We get the data from CommonCrawl and convert it into a Behemoth corpus: 

hadoop jar ./target/behemoth-commoncrawl-1.1-SNAPSHOT-job.jar com.digitalpebble.behemoth.commoncrawl.CommonCrawlConverterJob2012 -D fs.s3n.awsAccessKeyId={YOUR_OWN_ID} fs.s3n.awsSecretAccessKey={YOUR_OWN_KEY}   -D document.filter.mimetype.keep=application/pdf s3n://aws-publicdatasets/common-crawl/parse-output/segment/1350433107106/* test-crawlpdf  

  
In this example, we filter on the mime type, since we only want to import pdf documents.
By setting the filter: -D document.filter.mimetype.keep=application/pdf, we limit what is imported from CommonCrawl. The filter takes a regular expression and will import only those documents whose mime type matches the regular expression. Note that it is possible to filter based on other things such as the URL, the length of the document or any other metadata.
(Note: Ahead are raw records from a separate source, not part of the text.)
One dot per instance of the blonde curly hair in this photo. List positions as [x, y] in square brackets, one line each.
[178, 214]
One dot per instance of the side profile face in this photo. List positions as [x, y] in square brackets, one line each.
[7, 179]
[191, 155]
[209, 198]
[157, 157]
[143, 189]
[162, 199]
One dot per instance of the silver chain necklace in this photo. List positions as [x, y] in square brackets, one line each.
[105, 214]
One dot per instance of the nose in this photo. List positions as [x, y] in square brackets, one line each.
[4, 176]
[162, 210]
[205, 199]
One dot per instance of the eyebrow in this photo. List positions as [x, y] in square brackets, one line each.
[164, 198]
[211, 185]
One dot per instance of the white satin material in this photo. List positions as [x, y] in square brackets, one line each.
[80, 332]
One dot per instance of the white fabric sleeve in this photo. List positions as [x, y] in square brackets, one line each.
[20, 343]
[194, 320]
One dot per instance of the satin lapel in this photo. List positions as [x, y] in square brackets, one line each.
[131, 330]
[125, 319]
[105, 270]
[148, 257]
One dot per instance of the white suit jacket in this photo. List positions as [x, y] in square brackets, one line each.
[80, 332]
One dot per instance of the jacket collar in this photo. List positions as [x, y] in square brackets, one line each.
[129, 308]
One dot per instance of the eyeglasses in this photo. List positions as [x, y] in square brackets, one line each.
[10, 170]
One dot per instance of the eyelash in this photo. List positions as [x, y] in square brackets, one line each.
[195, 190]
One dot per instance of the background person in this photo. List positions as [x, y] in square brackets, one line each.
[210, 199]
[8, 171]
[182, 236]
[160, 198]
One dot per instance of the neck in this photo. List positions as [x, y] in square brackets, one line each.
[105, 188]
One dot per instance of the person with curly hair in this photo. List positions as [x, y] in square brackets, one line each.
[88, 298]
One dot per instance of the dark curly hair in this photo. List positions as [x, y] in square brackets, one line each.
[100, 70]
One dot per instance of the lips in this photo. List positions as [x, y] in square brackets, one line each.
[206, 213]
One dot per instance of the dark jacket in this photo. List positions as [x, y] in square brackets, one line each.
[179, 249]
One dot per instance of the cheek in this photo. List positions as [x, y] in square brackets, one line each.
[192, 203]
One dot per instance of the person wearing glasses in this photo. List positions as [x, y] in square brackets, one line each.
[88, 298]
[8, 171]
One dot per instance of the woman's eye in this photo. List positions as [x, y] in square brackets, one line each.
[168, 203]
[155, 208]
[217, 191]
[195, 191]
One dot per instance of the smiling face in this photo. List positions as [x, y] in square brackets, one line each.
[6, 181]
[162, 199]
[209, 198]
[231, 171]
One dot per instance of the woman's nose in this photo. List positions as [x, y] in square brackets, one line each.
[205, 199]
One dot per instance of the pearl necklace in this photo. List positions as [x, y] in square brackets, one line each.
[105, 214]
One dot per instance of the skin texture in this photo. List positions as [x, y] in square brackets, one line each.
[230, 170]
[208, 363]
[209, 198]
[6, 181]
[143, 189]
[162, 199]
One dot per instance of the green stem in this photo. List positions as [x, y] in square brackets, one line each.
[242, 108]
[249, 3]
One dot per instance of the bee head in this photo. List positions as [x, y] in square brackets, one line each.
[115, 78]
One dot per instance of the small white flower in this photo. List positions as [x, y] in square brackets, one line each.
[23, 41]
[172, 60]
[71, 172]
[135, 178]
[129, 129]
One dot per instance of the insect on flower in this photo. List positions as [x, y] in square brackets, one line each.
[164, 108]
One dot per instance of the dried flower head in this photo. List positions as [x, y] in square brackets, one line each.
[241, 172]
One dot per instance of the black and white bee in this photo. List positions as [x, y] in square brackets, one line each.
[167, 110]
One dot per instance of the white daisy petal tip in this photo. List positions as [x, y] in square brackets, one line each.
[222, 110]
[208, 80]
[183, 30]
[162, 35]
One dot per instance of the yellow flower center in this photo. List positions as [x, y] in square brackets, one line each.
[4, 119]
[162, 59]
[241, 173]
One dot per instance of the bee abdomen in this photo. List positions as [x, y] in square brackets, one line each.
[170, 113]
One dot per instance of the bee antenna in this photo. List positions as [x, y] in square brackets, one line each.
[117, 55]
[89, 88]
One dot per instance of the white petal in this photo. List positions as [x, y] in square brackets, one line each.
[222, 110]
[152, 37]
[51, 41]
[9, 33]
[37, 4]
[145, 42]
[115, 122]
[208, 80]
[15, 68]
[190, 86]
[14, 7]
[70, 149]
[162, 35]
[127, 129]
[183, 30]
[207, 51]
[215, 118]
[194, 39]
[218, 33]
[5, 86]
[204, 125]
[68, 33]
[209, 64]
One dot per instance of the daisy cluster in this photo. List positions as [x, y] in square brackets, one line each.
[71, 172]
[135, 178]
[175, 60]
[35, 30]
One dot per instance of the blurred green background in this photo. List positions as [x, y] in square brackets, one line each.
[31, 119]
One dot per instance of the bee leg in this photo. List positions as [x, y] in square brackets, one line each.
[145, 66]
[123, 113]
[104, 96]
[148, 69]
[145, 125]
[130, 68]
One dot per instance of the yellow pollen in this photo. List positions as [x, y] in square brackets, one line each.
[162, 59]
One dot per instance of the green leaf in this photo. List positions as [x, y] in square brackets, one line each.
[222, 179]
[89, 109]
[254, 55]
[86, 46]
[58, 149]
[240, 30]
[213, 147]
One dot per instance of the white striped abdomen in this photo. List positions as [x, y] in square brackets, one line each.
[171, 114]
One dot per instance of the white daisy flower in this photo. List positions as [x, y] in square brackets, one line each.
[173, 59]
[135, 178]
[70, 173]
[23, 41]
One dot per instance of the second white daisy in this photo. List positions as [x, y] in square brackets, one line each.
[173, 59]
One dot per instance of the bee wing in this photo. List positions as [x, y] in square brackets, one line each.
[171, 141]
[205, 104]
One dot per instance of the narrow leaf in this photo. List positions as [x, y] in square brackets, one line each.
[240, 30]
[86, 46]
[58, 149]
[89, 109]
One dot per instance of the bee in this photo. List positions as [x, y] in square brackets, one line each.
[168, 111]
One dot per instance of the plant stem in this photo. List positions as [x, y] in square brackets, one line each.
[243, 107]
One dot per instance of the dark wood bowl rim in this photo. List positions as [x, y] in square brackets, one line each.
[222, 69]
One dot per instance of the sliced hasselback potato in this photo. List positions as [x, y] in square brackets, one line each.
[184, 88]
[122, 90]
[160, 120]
In order to inspect, what has just been imported, we can now call the CorpusReader and look at the content of the Behemoth sequence file.  



hadoop jar ./target/behemoth-commoncrawl-1.1-SNAPSHOT-job.jar com.digitalpebble.behemoth.util.CorpusReader -i test-crawlpdf -c -t


The document corpus excerpt gives you some information on the source of the document, the content type and shows the first lines of the binary content (parameter -c). Note the parameter -t which displays the text for the document, however since the documents were generated from the ARC, the text has not been extracted yet. 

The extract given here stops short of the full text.